Wood at the beginning focuses on the history of Cuba and how they got their independence from Spain and would fall into influence from the US. This is important because when he focuses on American Football he talks about how the Havana YMCA would go on to win a tournament against US competition. They would go on to beat Tulane and this would be a monumental moment for Cubans and would have the country as a whole fired up for this win. This whole article does a great job of highlighting the history of Cuba and why the success they saw in American Football was so important to the people. Even though the success would not last, the mark that it would leave is the important thing to take away from this article.

Thompson focuses on a more tragic story. Thompson focuses on Argentina during the World Cup in 1978. This article is very graphic and really paints the picture of the people living in small prison cells during the World Cup. The torture that went on during this period of Argentina’s history is something that can not be overlooked because you can see it in the reactions of the players and the people who experienced the crazy persecution by the Argentine government. Some of people say that they hate the World Cup because all it reminds them of is the pain that they went through during this time.

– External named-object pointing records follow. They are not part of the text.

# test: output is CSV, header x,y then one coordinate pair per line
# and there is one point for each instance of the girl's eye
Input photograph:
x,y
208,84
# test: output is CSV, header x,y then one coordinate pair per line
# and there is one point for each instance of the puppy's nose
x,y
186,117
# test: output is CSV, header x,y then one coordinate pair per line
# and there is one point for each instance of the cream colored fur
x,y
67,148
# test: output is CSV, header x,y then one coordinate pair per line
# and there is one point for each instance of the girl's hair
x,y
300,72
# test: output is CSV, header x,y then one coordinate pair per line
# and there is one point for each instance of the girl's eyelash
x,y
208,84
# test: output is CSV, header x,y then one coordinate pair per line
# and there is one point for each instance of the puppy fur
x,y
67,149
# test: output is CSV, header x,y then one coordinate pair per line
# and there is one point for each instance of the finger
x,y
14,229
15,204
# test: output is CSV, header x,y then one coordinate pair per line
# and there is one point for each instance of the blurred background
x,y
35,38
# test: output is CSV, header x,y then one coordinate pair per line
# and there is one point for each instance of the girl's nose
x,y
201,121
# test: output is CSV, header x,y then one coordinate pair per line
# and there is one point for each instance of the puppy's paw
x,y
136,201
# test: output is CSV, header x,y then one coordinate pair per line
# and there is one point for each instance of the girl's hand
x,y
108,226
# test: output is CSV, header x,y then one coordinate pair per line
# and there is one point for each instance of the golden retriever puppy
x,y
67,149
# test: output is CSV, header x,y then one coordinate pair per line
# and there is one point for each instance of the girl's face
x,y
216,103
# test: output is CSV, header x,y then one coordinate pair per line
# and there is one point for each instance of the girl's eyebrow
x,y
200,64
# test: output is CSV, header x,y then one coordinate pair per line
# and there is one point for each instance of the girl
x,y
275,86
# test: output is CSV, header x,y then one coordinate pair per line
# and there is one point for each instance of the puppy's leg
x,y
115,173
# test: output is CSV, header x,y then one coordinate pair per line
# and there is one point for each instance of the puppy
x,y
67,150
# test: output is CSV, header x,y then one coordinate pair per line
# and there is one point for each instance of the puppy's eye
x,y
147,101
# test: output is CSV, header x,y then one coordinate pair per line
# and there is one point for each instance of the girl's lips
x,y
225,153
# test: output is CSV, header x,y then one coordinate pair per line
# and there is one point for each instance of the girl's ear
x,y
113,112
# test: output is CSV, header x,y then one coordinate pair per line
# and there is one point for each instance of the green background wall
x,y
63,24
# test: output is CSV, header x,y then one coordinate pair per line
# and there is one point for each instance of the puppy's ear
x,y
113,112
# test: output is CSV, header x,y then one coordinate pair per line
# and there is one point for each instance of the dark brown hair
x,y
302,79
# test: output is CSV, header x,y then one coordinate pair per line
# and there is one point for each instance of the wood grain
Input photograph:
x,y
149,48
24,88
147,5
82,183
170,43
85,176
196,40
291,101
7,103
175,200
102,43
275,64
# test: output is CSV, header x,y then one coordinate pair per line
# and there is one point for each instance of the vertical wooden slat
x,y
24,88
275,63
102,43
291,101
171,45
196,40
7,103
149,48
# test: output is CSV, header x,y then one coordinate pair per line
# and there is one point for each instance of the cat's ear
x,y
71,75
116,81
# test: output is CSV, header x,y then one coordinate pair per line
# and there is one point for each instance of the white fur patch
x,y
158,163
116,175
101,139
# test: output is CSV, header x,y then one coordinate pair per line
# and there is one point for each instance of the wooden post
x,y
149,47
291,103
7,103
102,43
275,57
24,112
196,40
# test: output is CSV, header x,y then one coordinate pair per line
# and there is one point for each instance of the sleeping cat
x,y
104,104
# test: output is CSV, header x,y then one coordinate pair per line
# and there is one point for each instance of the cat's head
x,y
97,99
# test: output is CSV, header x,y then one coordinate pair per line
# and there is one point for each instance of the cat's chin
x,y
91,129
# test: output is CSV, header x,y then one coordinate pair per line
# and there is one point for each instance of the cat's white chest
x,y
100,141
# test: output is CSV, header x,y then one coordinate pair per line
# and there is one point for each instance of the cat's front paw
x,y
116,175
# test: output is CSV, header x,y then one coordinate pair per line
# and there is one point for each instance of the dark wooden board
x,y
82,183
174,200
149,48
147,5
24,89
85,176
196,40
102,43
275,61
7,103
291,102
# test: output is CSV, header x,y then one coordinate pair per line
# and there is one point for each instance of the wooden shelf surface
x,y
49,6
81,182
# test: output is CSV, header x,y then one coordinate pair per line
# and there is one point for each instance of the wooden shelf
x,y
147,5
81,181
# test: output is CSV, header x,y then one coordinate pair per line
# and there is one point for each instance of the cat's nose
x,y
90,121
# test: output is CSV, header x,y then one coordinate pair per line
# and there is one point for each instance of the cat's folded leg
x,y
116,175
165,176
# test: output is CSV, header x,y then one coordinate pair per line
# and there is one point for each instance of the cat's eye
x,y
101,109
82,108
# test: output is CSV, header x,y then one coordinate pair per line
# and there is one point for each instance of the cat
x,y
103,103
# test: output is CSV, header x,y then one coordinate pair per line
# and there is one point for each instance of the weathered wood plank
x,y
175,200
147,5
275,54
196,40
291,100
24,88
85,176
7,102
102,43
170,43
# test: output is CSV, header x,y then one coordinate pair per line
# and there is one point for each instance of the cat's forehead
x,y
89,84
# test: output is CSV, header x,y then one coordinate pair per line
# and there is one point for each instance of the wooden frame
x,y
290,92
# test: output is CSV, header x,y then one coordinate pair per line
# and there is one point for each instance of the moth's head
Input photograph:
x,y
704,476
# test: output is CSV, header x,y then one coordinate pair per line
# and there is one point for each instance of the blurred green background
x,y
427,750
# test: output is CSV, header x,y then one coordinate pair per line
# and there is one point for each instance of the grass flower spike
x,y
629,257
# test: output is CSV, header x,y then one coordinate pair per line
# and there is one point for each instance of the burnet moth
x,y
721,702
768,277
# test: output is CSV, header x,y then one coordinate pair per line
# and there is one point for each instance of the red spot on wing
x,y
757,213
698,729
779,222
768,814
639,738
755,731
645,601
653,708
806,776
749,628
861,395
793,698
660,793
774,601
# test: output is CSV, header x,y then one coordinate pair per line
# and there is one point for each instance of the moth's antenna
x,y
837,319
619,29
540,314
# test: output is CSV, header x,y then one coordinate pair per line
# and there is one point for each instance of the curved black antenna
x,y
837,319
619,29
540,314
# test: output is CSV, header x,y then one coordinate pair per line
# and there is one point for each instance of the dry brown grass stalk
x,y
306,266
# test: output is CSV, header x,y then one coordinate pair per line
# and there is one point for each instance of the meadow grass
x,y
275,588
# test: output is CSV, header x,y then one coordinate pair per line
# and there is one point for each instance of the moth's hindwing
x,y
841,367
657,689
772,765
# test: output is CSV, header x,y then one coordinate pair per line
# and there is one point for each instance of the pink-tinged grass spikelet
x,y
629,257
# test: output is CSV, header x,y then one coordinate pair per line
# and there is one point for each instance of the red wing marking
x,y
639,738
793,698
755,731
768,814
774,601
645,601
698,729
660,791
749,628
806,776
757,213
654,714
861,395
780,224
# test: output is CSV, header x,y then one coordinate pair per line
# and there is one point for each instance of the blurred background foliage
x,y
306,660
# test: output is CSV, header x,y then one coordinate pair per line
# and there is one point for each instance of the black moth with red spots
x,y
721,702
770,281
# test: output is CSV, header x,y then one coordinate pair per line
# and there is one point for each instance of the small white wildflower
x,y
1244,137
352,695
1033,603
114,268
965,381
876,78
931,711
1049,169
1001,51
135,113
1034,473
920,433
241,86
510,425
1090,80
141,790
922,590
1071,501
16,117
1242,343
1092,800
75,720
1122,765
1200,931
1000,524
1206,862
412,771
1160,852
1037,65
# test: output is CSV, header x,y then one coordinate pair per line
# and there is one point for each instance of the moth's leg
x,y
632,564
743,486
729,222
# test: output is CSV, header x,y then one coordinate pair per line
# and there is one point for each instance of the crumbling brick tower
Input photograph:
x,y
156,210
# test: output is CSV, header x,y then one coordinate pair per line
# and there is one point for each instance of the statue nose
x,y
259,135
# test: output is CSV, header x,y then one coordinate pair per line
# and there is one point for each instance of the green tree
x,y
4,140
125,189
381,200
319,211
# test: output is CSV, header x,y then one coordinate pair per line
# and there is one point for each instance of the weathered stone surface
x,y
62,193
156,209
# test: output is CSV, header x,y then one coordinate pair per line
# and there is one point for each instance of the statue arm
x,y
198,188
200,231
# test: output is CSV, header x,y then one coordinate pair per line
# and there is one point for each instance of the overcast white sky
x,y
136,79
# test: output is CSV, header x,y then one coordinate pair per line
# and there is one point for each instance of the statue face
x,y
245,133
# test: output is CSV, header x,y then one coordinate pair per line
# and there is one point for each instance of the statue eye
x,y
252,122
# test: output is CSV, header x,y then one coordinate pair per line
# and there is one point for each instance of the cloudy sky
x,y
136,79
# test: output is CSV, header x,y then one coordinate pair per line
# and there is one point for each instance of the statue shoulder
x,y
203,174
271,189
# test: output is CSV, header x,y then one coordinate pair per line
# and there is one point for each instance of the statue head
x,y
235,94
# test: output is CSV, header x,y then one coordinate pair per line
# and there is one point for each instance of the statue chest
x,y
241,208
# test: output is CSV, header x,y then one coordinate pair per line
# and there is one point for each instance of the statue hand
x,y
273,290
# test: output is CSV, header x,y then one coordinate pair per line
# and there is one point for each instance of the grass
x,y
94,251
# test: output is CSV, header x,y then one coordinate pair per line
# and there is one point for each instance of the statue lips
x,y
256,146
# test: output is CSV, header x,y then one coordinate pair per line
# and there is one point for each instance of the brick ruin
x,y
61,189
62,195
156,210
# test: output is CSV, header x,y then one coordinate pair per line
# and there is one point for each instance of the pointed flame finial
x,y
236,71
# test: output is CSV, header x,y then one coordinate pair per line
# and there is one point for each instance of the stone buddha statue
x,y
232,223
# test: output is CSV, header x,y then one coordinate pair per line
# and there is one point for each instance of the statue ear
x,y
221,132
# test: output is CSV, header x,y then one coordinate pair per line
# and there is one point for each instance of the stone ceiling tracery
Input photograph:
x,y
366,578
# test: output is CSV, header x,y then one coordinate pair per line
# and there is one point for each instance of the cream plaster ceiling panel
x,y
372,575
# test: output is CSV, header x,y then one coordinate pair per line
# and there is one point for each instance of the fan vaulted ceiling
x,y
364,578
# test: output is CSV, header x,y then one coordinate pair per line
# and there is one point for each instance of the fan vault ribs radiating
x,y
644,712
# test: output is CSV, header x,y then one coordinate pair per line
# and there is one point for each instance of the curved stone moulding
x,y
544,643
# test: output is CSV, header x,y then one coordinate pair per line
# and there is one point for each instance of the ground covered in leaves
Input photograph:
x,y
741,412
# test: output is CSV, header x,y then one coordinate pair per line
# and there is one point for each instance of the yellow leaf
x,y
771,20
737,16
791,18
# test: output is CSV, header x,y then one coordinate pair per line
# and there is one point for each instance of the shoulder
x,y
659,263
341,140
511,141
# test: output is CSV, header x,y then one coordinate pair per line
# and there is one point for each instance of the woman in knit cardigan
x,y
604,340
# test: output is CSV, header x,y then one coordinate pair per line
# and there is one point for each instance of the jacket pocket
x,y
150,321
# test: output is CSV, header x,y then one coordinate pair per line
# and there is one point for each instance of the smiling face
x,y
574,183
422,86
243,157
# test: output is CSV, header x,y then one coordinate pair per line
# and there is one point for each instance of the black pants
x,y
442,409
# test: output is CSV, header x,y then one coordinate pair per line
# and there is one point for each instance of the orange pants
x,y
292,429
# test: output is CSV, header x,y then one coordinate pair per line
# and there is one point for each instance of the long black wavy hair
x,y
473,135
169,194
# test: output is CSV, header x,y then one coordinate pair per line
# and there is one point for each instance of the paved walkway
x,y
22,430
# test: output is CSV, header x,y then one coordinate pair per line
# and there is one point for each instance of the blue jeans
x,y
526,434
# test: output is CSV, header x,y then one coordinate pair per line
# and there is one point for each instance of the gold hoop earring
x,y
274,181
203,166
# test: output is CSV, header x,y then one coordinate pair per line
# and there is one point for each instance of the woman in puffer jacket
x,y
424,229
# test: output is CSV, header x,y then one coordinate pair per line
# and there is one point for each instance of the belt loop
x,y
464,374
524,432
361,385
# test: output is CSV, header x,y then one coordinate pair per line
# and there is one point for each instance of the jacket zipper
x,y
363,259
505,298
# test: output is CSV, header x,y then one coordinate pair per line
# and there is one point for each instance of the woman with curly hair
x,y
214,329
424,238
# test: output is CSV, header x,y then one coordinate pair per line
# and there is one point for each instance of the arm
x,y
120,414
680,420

I think that both of these articles paint a similar but very different picture and ask the question of what it means to play for your country. Do you play for the people back home or do you play for pride? Thompson’s article really puts this question in a new light because what do you play for when you are not happy in your own country? From my perspective, it is important to see both of these sides to playing on a national team because these are things we can still see today in sports and politics.